Hoje, que está tanto calor - «um calor de ananases» - relembro o Eça:
"Pela escada, o poeta das LAPIDÁRIAS aludiu ao tórrido calor de Agosto. E eu que nesse instante, defronte do espelho no patamar, revistava, com um olhar furtivo, a linha da minha sobrecasaca e a frescura da minha rosa--deixei estouvadamente escapar esta coisa hedionda:
- Sim, está de escachar!
E ainda o torpe som não morrera, já uma aflição me lacerava, por esta «chulice» de esquina de tabacaria, assim atabalhoadamente lançada como um pingo de sebo sobre o supremo artista das LAPIDÁRIAS. O homem que conversara com Hugo à beira-mar!... Entrei no quarto atordoado, com bagas de suor na face.
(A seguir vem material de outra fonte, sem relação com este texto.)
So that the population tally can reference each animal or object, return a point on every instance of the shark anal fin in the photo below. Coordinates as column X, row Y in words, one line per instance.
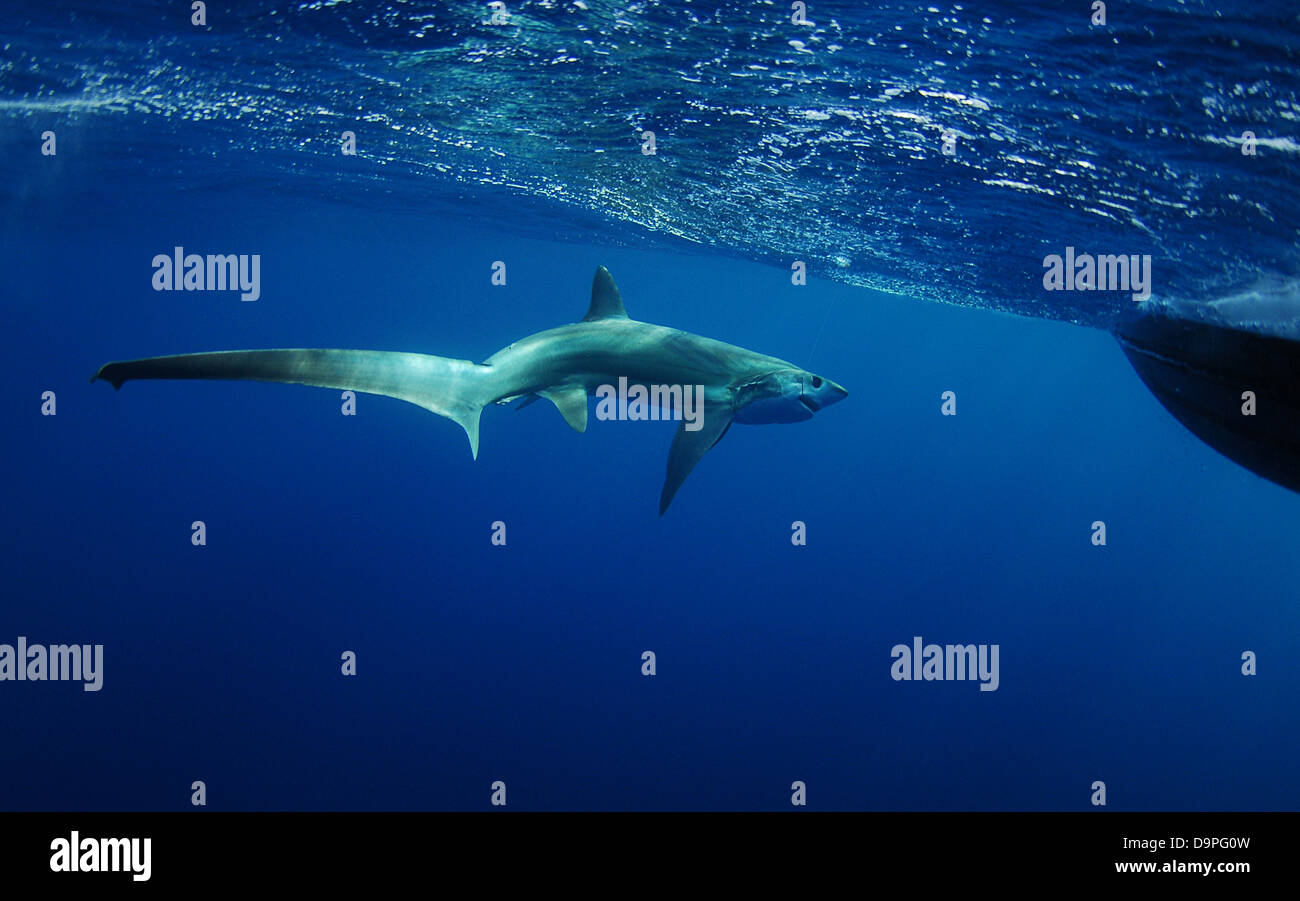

E debalde rebuscava desesperadamente uma outra frase sobre o calor, bem trabalhada, toda cintilante e nova! Nada! Só me acudiam sordidezes paralelas, em calão teimoso: - «é de rachar»! «está de ananases»! «derrete os untos»!... Atravessei ali uma dessas angústias atrozes e grotescas, que, aos vinte anos, quando se começa a vida e a literatura, vincam a alma - e jamais esquecem."